The Robert E. Howard Museum was certainly all slicked up to receive guests! Thanks to the generosity of Howard fans earlier this year, some window and plumbing issues were repaired and a coat of gleaming white paint had been applied. The Museum looked fantastic!

House tours were conducted, the Gift Shop was soon depleted (almost), the Bus was filled and the Postal Cancellation was as popular as ever! The panels went off without a hitch and were extremely well attended (my un-official average was 45 per!) Plus, the panelists were all top-notch and their presentations were wonderfully interesting. The Friday night Banquet was again filled to capacity and the Silent Auction raised over $1,500 for Project Pride’s maintenance of the REH Museum!

Patrice Louinet was a wonderful and witty Guest of Honor and amused the Banquet crowd with anecdotes of his Howard career and stories of a Frenchman in America. Tom Gianni as our Special Guest was honored to receive the Rankin Award for artistic achievement and gave a nice presentation of his working methods. The rest of the Featured Attendees were on their best behavior and hardly any gun or knife fights broke out at this Howard Days! (Y’all know I’m joking about that, right?)

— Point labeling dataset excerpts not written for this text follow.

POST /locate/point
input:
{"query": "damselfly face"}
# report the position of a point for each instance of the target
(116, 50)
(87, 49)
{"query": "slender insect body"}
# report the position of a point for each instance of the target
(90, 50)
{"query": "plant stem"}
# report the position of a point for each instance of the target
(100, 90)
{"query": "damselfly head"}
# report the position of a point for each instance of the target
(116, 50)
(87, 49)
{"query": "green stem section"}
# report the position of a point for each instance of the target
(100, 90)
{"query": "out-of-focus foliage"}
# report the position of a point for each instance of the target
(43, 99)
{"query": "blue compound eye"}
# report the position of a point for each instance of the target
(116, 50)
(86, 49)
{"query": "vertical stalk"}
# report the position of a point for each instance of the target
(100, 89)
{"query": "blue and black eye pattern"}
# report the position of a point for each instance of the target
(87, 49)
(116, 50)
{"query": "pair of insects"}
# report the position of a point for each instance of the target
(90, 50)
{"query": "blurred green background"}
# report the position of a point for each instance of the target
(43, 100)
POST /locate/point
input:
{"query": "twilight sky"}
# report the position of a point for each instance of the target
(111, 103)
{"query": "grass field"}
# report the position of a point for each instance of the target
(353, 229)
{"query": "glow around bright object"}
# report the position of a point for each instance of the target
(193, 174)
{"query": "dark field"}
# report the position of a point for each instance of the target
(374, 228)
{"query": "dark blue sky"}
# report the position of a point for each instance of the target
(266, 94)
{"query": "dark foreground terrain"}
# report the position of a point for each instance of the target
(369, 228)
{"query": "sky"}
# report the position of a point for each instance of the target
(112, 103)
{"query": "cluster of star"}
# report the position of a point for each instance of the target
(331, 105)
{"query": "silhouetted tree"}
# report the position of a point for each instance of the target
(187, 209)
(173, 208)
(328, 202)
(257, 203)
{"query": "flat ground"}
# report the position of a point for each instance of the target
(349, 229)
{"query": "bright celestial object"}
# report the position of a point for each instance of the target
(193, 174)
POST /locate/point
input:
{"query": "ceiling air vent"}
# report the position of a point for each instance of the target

The Saturday night Barbeque out the Caddo Peak Ranch was as delicious as ever, but also bittersweet, seeing as how it signals the end to Howard Days.

But the fellowship and friendship of the entire weekend was what shone like the sun in the Texas sky. New friends were made, old friendships continued and everyone came away with that warm feeling you get from seeing everyone at a family reunion. A year will go by quickly and we’ll be in Cross Plains again. For now however, the glowing memories of Howard Days 2014 will carry us through. Happy trails, y’all!